Secondo Parshall, il dominio del mercato da parte delle Big Tech, che mancano di una concorrenza seria, rende la censura ancora più preoccupante. «Quando il New York Post è stato censurato, e uso la parola censurato perché Facebook e Twitter sono monopoli. E poiché sono monopoli dell’informazione, sono anche peggio dei monopoli sulle automobili, sugli abiti firmati o sui mobili. Il monopolio sul flusso di informazioni, che è essenziale per una repubblica costituzionale, sono una questione critica. Quindi il problema del dominio del mercato è quello importante».

«Se avessimo mille Facebook, non sarebbe un problema. Perché se dieci di loro avessero deciso di non approvare l’articolo del New York Post durante le elezioni, che aveva implicazioni per Joe Biden a causa di suo figlio Hunter, non sarebbe stata una restrizione del libero flusso delle diverse opinioni. Ma quando hai cinque società che fondamentalmente governano la stragrande maggioranza del panorama digitale su tutti questi temi, allora hai un problema di dominio del mercato, di antitrust e hai una soppressione, come ha dichiarato la Corte Suprema, tanto pericolosa quanto se fosse il governo a farlo».

Craig Parshall, avvocato costituzionalista e consulente speciale dell’American Center for Law and Justice, durante un’apparizione a ‘Crossroads’ di Epoch Times. (Epoch Times)

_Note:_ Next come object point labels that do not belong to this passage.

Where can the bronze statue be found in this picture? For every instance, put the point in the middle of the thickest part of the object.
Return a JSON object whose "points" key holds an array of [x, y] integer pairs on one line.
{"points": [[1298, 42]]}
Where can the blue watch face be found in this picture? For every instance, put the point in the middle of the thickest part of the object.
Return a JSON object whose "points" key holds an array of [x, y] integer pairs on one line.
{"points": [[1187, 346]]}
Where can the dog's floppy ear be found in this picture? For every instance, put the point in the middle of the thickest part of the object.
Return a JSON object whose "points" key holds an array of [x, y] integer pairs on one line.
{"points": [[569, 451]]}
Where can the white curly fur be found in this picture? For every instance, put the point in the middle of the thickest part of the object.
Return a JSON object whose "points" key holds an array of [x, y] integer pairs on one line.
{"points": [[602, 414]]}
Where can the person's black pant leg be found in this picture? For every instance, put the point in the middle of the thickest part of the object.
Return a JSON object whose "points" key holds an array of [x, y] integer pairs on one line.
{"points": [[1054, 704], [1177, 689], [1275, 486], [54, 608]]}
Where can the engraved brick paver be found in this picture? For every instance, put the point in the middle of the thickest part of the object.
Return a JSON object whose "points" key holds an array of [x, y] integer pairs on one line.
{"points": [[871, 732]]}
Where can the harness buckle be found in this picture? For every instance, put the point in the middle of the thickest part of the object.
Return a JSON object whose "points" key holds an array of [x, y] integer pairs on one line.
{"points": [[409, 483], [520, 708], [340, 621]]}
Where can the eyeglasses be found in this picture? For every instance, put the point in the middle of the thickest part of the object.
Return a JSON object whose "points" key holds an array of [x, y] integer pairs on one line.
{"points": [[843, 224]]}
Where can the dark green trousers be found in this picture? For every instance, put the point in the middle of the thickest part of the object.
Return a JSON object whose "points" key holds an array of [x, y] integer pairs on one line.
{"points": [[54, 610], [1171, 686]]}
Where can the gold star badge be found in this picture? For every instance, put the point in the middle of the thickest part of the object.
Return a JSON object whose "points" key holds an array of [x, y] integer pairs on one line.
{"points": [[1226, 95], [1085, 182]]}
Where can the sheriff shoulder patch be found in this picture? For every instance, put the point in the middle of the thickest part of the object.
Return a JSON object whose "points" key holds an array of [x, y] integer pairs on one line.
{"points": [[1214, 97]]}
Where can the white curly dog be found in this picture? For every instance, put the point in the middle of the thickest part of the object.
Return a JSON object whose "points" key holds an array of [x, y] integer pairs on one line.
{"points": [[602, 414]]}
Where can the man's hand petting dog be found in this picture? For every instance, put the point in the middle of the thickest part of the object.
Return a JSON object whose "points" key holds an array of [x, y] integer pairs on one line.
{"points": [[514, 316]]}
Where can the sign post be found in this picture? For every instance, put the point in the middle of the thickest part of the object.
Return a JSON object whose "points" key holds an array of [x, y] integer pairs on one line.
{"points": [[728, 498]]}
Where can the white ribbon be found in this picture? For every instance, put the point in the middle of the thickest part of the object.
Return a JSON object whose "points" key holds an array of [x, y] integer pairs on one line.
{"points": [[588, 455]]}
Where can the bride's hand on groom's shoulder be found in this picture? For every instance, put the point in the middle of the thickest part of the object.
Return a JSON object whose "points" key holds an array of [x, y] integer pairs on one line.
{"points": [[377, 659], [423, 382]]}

L’amministratore delegato di Twitter Jack Dorsey ha affermato che la censura dell’articolo del Post, sulla storia del computer che si credeva appartenesse a Hunter Biden, è stata fatta per errore. Anche Facebook ha limitato la diffusione dell’articolo prima delle elezioni del 2020.

I membri del Congresso su entrambi i lati del corridoio stanno cercando di modificare le leggi esistenti o crearne di nuove per limitare lo strapotere delle Big Tech, che si oppongono a gran parte delle misure antitrust, e ad altri tentativi, per limitare il loro potere. Ma secondo Parshall, anche dieci anni fa, quando l’attuale dominio delle Big Tech era nella sua forma iniziale, gli esperti non riuscivano a concordare su quale fosse il modo giusto per affrontare la questione.

I democratici hanno esortato le Big Tech a intensificare ancora di più la moderazione dei contenuti, mentre i repubblicani hanno denunciato la censura, denunciando in parte il potere monopolistico delle società.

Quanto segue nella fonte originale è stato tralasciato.